How do you identify the vertex of y= xsquared + 16x+64
y = x^2+16x+64
= (x+8)^2 + 0
so, the vertex is at (-8,0)
To identify the vertex of the quadratic equation y = x^2 + 16x + 64, you can use the formula -b/2a.
In the given equation, a = 1 (coefficient of x^2) and b = 16 (coefficient of x).
Using the formula, the x-coordinate of the vertex is -b/2a = -16/(2*1) = -16/2 = -8.
To find the y-coordinate of the vertex, substitute the x-coordinate (-8) into the equation:
y = (-8)^2 + 16(-8) + 64 = 64 - 128 + 64 = 0.
Therefore, the vertex of the quadratic equation y = x^2 + 16x + 64 is (-8, 0).
To identify the vertex of the quadratic function y = x^2 + 16x + 64, you can use a formula called the vertex formula.

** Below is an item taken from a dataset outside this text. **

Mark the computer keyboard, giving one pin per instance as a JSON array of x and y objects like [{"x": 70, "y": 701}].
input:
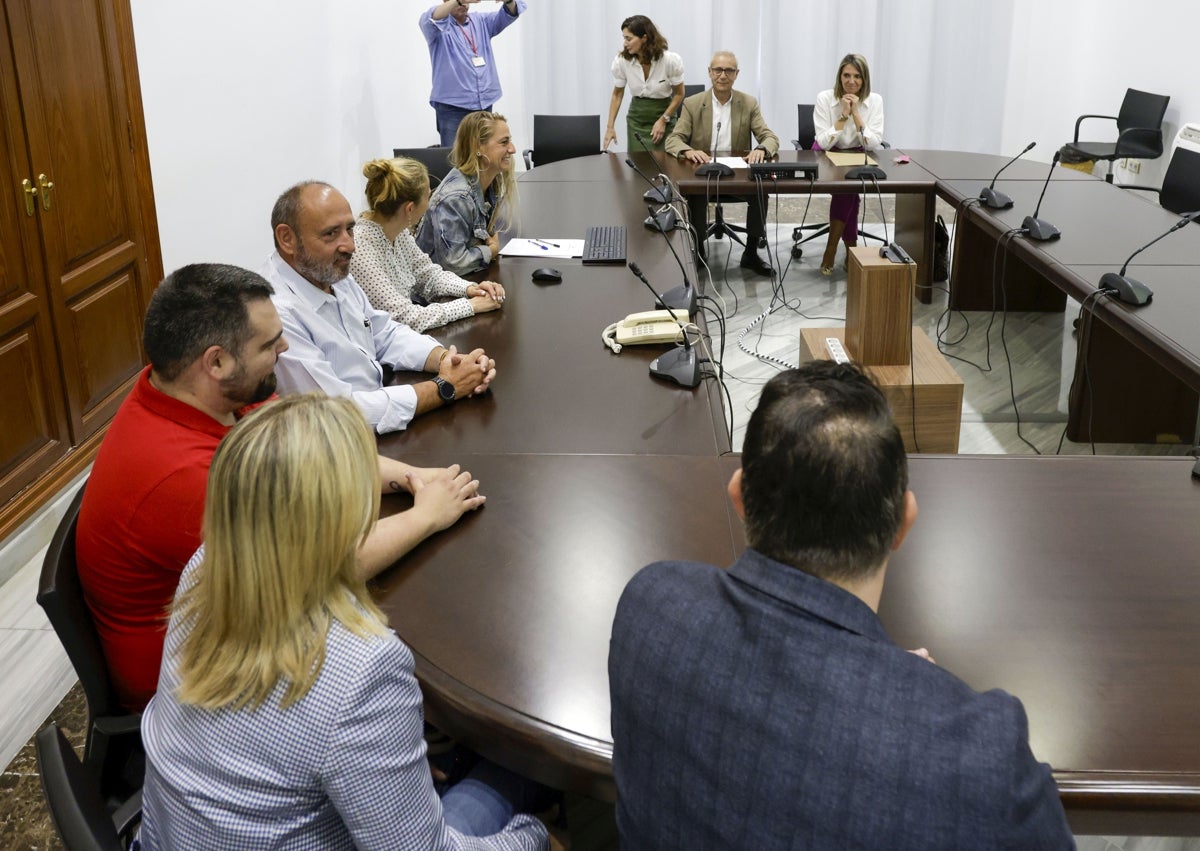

The vertex formula provides the x-coordinate of the vertex of a quadratic function in the form y = ax^2 + bx + c.
The vertex formula is given by:
x = -b / (2a)
In this case, the quadratic function is y = x^2 + 16x + 64, which means a = 1, b = 16, and c = 64. Plugging these values into the vertex formula, we get:
x = -16 / (2 * 1)
x = -16 / 2
x = -8
So, the x-coordinate of the vertex is -8.
To find the y-coordinate of the vertex, you can substitute the value of x into the original quadratic function:
y = (-8)^2 + 16(-8) + 64
y = 64 - 128 + 64
y = 0
Therefore, the vertex of the quadratic function y = x^2 + 16x + 64 is (-8, 0).